Concordo com essa visão psicanalista da resiliência, pois, uma pessoa que não é resiliente, talvez seja realmente muito difícil se tornar resiliente ao longo da vida, mas uma pessoa que possui uma estrutura psicológica boa, que é uma pessoa resiliente, tudo é mais fácil, porque ela sofre menos as adversidades, pois, está mais preocupada em resolver, superar os desafios do que ficar se preocupando, sofrendo com algo que deu errado, e ser resiliente é uma qualidade essencial para o sucesso de um docente.
A segunda visão, aquela que fala que o meio, o ambiente influi se uma pessoa vai ser resiliente ou não a uma determinada situação e que mesmo a pessoa mais resiliente possível, pode sucumbir se ficar por muito tempo em uma situação extrema, concordo com essa teoria que é a visão comportamentalista sobre resiliência, o ambiente pode tornar uma pessoa mais ou menos resiliente, assim como, o docente pode conseguir superar situações adversas e sair fortalecido, o meio também pode influenciar e fazer com que a pessoa sinta dificuldades de sair de determinadas situações, assim como, a estrutura psicológica, a resiliência do professor e o meio pode influenciar na resiliência dos alunos, afinal de contas, em uma sala de aula estão presentes vários perfis de alunos, várias estruturas psicológicas diferentes, ao trocar experiências, conhecimentos com as outras pessoas poderá tanto tornar os próprios alunos mais ou talvez menos resilientes, um dos desafios do docente é transformar o ambiente, caso não seja o ideal, para o melhor ambiente possível para que o meio auxilie, facilite a aprendizagem.
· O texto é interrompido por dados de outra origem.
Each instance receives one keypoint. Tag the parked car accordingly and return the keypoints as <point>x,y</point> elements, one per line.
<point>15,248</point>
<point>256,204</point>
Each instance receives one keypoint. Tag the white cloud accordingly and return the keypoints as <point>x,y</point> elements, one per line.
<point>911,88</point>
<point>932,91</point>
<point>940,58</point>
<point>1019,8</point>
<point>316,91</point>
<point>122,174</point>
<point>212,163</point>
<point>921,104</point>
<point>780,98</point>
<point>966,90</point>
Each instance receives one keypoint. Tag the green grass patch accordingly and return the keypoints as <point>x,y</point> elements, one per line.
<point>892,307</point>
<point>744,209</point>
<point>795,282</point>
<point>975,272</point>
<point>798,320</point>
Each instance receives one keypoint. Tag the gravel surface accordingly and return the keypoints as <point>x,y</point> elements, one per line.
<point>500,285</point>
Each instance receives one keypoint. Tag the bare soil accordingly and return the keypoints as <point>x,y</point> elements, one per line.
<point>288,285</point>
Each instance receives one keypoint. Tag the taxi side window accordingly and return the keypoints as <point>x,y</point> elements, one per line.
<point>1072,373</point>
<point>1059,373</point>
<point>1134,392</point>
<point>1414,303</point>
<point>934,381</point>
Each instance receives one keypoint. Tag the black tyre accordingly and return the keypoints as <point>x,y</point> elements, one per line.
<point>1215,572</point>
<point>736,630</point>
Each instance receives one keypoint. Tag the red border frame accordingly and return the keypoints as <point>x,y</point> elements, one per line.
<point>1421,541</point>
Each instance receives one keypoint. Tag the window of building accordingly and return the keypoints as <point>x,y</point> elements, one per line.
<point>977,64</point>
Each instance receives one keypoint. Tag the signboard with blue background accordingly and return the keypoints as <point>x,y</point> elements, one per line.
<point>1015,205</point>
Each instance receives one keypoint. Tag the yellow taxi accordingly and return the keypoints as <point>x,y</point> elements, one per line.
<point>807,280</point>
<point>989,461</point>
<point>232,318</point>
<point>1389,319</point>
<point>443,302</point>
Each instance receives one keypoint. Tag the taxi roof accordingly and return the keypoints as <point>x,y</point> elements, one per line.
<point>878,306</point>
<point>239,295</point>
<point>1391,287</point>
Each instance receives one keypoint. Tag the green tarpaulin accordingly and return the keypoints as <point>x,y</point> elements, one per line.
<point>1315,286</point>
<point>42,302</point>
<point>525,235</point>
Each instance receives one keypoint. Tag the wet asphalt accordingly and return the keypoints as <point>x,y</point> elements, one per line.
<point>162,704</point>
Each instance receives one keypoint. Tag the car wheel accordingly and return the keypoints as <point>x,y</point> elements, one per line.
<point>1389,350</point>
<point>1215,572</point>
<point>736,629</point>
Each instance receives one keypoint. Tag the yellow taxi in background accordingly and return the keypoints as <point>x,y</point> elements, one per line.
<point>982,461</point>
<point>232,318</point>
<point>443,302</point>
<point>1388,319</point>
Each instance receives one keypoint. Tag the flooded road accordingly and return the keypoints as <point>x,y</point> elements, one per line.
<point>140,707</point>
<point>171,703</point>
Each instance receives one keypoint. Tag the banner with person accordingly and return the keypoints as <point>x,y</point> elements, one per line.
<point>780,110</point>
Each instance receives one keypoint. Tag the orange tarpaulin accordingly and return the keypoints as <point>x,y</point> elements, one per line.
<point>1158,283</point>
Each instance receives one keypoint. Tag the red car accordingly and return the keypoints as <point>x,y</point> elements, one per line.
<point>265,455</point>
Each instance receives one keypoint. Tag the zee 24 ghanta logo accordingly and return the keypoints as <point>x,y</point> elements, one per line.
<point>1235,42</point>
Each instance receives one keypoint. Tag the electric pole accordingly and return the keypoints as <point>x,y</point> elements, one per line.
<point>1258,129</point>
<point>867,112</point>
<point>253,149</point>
Para concluir, ser resiliente é algo fundamental para ter uma carreira de sucesso como docente, o docente tem que ter a capacidade de superar as adversidades, os desafios diários da profissão, concordo com a visão psicanalítica da resiliência onde o docente tem que ter em sua estrutura psicológica essa resiliência, deve possuir uma estrutura “forte”, resistente, onde a resiliência depende de sua estrutura interna, se a pessoa não possuir em seu interior essa estrutura resiliente, fica difícil adquirir essa resiliência no meio, no ambiente, assim como, muitas pessoas não são resilientes e talvez nunca cheguem a ser por problemas exatamente na estrutura psicológica que é problemática, também concordo com a visão comportamentalista que diz que o ambiente pode auxiliar a pessoa ser ou não resiliente, uma pessoa possui capacidades limitadas, mesmo a pessoa mais resiliente se estiver sujeito a situações extremas poderá fracassar, em uma sala de aula o docente também pode transformar o meio em um ambiente adequado para o aprendizado e transformar os seus alunos em pessoas mais ou menos resilientes, enfim, em minha opinião, as teorias psicanalítica e comportamentalista não são opostas, apenas tem formas de ver o mundo, as coisas de formas diferentes e são em minha opinião complementares.